Les découvertes ont été faites dans une grotte, appelée Grotte Mandrin, dans la vallée du Rhône, par une équipe dirigée par le professeur Ludovic Slimak, de l'université de Toulouse. Ce dernier a été stupéfait lorsqu'il a appris qu'il y avait des preuves d'un établissement humain moderne précoce.
"Nous sommes maintenant en mesure de démontrer que l'Homo sapiens est arrivé 12 000 ans avant ce que nous attendions, et que cette population a été remplacée ensuite par d'autres populations néandertaliennes. Et cela réécrit littéralement tous nos livres d'histoire".
L'apparition des Néandertaliens en Europe remonte à 400 000 ans. Selon la théorie actuelle, ils se sont éteints il y a environ 40 000 ans, peu de temps après l'arrivée de l'Homo sapiens sur le continent en provenance d'Afrique.
Mais la nouvelle découverte suggère que notre espèce est arrivée bien plus tôt et que les deux espèces ont pu coexister en Europe pendant plus de 10 000 ans avant l'extinction des Néandertaliens.
Selon le professeur Chris Stringer, du Muséum d'histoire naturelle de Londres, cela remet en cause l'opinion actuelle, qui veut que notre espèce ait rapidement submergé les Néandertaliens.
"Ce n'était pas une prise de pouvoir en une nuit par les humains modernes", explique-t-il à BBC News. "Parfois les Néandertaliens avaient l'avantage, parfois les humains modernes avaient l'avantage, donc c'était plus finement équilibré".
Les archéologues ont trouvé des preuves fossiles dans plusieurs couches du site. Plus ils creusaient, plus ils étaient capables de remonter dans le temps. Les couches les plus basses contenaient les restes des Néandertaliens qui ont occupé la région pendant environ 20 000 ans.
Mais à leur grande surprise, l'équipe a trouvé une dent d'enfant humain moderne dans une couche datant d'environ 54 000 ans, ainsi que des outils en pierre fabriqués d'une manière qui n'était pas associée aux Néandertaliens.
Donc, si notre espèce ne les a pas immédiatement éliminés, qu'est-ce qui nous a finalement donné l'avantage ?
De nombreuses idées ont été avancées par les scientifiques : notre capacité à produire de l'art, le langage et peut-être un meilleur cerveau. Mais le professeur Stringer pense que c'est parce que nous étions plus organisés.
"Nous avions de meilleurs réseaux, nos groupes sociaux étaient plus grands, nous stockions mieux les connaissances et nous les mettions à profit", explique-t-il.
L'idée d'une interaction prolongée avec les Néandertaliens cadre avec la découverte faite en 2010 que les humains modernes possèdent une petite quantité d'ADN néandertalien, ce qui indique que les deux espèces se sont croisées, selon le Pr Stringer.
"Nous ne savons pas s'il s'agissait d'échanges pacifiques de partenaires.
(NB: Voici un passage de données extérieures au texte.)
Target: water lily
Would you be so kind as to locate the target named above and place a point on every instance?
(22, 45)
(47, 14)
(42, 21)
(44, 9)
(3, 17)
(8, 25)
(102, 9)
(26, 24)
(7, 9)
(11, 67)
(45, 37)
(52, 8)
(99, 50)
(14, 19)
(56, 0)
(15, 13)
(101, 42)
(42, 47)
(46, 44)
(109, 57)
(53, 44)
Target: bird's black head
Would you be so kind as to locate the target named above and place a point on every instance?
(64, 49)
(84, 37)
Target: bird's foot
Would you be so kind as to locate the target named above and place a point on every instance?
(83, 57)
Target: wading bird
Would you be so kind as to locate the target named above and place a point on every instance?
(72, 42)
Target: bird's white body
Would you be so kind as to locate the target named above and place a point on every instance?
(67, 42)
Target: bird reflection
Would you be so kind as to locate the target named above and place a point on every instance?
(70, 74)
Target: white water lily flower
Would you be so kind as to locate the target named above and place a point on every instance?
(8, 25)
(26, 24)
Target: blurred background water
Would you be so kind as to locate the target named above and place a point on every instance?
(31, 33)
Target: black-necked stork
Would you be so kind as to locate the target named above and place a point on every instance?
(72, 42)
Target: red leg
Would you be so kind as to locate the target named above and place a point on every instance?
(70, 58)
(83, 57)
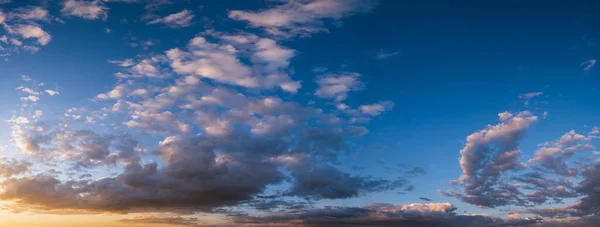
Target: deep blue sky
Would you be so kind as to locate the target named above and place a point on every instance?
(448, 67)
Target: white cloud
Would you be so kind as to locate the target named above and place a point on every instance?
(588, 65)
(90, 10)
(33, 31)
(382, 55)
(337, 86)
(52, 92)
(29, 13)
(302, 17)
(528, 96)
(376, 109)
(176, 20)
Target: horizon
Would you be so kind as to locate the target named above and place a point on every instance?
(311, 113)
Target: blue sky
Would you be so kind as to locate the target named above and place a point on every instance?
(317, 106)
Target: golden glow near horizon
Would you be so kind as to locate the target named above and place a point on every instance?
(8, 219)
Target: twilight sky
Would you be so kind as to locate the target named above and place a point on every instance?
(310, 113)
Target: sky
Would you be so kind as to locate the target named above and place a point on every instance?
(310, 113)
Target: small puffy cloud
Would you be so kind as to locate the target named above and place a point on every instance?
(176, 20)
(528, 96)
(302, 17)
(29, 13)
(33, 31)
(376, 109)
(489, 153)
(337, 86)
(161, 219)
(11, 167)
(588, 65)
(382, 55)
(86, 9)
(52, 92)
(595, 130)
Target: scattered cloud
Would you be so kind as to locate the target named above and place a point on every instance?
(527, 97)
(301, 18)
(588, 65)
(337, 86)
(86, 9)
(382, 55)
(176, 20)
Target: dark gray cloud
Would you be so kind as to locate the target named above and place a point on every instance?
(162, 219)
(11, 167)
(488, 155)
(418, 215)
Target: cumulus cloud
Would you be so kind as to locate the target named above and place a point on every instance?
(161, 219)
(376, 109)
(86, 9)
(302, 17)
(22, 25)
(526, 98)
(588, 65)
(487, 155)
(414, 214)
(11, 167)
(32, 31)
(337, 86)
(176, 20)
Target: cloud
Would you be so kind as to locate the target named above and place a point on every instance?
(29, 13)
(314, 181)
(9, 168)
(86, 9)
(376, 109)
(414, 214)
(337, 86)
(33, 31)
(553, 155)
(176, 20)
(302, 17)
(161, 219)
(382, 55)
(528, 96)
(487, 155)
(52, 92)
(588, 65)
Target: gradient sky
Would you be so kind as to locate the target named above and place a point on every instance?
(299, 113)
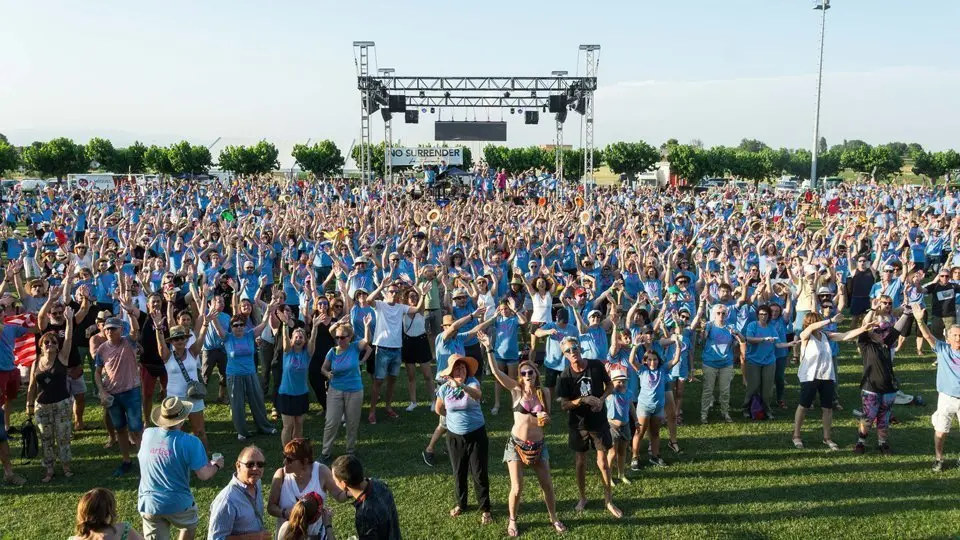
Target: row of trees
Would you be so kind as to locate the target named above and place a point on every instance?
(750, 160)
Il aurait pu s'agir de s'emparer, vous savez, d'une femelle d'un autre groupe. Il se peut même qu'ils aient adopté des bébés néandertaliens abandonnés ou perdus qui étaient orphelins", dit-il.
"Toutes ces choses ont pu se produire. Nous ne connaissons donc pas encore toute l'histoire. Mais avec plus de données et avec plus d'ADN, plus de découvertes, nous nous rapprocherons de la vérité sur ce qui s'est réellement passé à la fin de l'ère néandertalienne."